One early morning real estate agent Julien Vercel (Jean-Louis Trintignant) is duck hunting in the wetlands of Southern France when another hunter in the same area is shot point blank in the face. Vercel sees an abandoned car which he recognizes as belonging to one Claude Massoulier. He touches the car to put off the lights and that same morning the police visit his office. The authorities soon discover that Vercel's wife was Massoulier's mistress and so Vercel becomes the prime suspect - even the more so after his wife is that same evening battered to death in their bedroom. But one person believes Vercel is innocent: his secretary, Barbara Becker (Fanny Ardent), and she starts her own amateur investigation while Vercel hides in the cellar below his office...
This is Truffaut's last film before his untimely death at age 52. It is a conscious homage to Hitchcock, shot on purpose in black and white, and at the same time a vehicle for Fanny Ardent, the actress with whom he shared his life at that time.

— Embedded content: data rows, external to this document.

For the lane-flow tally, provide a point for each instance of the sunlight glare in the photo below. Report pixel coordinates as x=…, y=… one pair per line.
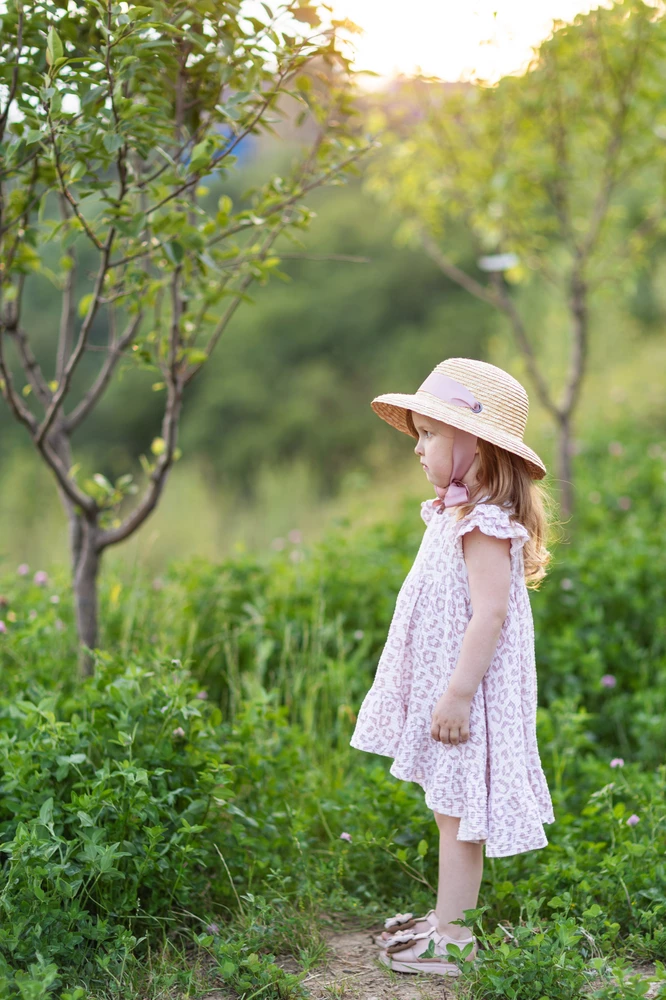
x=484, y=39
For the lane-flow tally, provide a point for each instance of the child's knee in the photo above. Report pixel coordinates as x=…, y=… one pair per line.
x=446, y=822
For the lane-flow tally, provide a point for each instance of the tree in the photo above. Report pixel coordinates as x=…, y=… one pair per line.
x=541, y=170
x=111, y=116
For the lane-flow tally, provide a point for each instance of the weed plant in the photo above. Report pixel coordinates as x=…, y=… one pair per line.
x=176, y=822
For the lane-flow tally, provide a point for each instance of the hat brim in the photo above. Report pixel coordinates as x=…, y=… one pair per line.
x=392, y=407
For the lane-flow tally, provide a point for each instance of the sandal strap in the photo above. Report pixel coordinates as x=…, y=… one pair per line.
x=400, y=942
x=405, y=940
x=399, y=921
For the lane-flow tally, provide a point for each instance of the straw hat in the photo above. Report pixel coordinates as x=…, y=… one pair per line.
x=501, y=418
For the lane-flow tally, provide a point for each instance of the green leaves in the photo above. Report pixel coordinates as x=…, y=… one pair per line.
x=54, y=49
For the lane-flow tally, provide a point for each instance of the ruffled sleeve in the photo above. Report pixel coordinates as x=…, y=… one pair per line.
x=495, y=521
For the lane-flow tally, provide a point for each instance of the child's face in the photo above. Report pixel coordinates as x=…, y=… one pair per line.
x=435, y=451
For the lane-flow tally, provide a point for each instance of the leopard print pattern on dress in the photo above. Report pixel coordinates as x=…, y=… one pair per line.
x=494, y=782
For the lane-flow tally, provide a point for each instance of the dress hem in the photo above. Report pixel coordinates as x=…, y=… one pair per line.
x=491, y=851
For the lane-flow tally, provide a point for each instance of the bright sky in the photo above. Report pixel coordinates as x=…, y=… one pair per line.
x=453, y=39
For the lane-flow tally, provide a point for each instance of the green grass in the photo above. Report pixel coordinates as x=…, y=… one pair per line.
x=174, y=823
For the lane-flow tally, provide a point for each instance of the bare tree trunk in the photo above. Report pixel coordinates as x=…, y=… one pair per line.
x=85, y=595
x=564, y=466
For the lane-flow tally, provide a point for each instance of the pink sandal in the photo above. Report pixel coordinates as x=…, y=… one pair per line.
x=403, y=922
x=425, y=952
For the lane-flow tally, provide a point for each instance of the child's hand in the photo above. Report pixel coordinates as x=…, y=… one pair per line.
x=450, y=719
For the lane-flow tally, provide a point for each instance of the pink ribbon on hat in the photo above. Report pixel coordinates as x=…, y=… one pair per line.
x=464, y=443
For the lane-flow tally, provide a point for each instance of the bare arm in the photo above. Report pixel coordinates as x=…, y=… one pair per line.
x=489, y=573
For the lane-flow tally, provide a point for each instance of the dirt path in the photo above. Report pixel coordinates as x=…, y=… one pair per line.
x=353, y=972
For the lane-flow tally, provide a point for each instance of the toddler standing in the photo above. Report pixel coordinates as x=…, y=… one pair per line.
x=454, y=697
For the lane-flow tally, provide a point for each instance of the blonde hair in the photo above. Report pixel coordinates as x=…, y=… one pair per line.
x=504, y=480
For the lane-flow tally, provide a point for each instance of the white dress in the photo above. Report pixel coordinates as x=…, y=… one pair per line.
x=494, y=782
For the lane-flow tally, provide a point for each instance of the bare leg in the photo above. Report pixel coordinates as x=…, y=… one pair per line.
x=460, y=871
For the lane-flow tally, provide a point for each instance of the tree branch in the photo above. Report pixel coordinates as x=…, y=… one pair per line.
x=116, y=348
x=63, y=386
x=169, y=435
x=14, y=84
x=499, y=299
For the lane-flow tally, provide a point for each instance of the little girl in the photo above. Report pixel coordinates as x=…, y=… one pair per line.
x=454, y=697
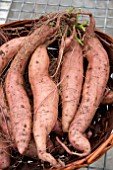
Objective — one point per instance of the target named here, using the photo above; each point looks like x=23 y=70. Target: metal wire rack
x=12 y=10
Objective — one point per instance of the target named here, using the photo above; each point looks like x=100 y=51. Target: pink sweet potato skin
x=108 y=99
x=5 y=122
x=71 y=82
x=46 y=99
x=94 y=86
x=9 y=50
x=20 y=109
x=4 y=154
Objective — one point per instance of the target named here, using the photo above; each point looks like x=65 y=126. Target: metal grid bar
x=102 y=10
x=30 y=9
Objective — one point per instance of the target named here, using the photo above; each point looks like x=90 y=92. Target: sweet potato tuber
x=5 y=122
x=46 y=99
x=20 y=109
x=96 y=78
x=108 y=99
x=71 y=81
x=8 y=51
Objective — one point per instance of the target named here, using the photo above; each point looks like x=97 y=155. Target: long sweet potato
x=95 y=83
x=108 y=99
x=5 y=122
x=71 y=81
x=8 y=51
x=20 y=109
x=45 y=95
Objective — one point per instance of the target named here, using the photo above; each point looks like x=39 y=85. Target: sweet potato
x=4 y=154
x=96 y=78
x=45 y=96
x=20 y=109
x=71 y=81
x=8 y=51
x=108 y=99
x=58 y=128
x=5 y=122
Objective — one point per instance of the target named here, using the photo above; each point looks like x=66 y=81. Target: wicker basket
x=103 y=138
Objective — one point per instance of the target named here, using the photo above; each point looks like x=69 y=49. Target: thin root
x=68 y=150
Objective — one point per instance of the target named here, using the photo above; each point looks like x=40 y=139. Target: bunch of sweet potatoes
x=60 y=105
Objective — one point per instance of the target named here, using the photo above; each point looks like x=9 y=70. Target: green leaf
x=78 y=40
x=85 y=23
x=81 y=27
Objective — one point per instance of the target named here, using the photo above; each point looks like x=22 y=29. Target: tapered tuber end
x=21 y=148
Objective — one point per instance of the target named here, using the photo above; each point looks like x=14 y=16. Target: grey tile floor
x=11 y=10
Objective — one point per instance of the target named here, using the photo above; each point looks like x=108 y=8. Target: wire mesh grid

The story was taken from an American pulp thriller (The Long Saturday Night by Charles Williams) - Truffaut used more pulp stories in his films, for example in Shoot the Pianist and in The Bride Wore Black.
The story is fluffy and improbable, but the glamorous Fanny Ardent carries the film. She is a woman in a world of men, and dark-haired in a world where blondes are popular. There are several conscious references to Hitchcock, such as legs passing in the street seen from below through a cellar window. A diffidence with Hitchcock is that where the elder master disliked women and usually cast icy and mean blondes, Truffaut admired women.
The film is humorous rather than dark - I would not call this a film-noir, although it plays with some noir elements. It lacks the femme fatale, the hero does not fall into a trap which only gets worse, and the ending is optimistic. It is a fun film perfect in its genre.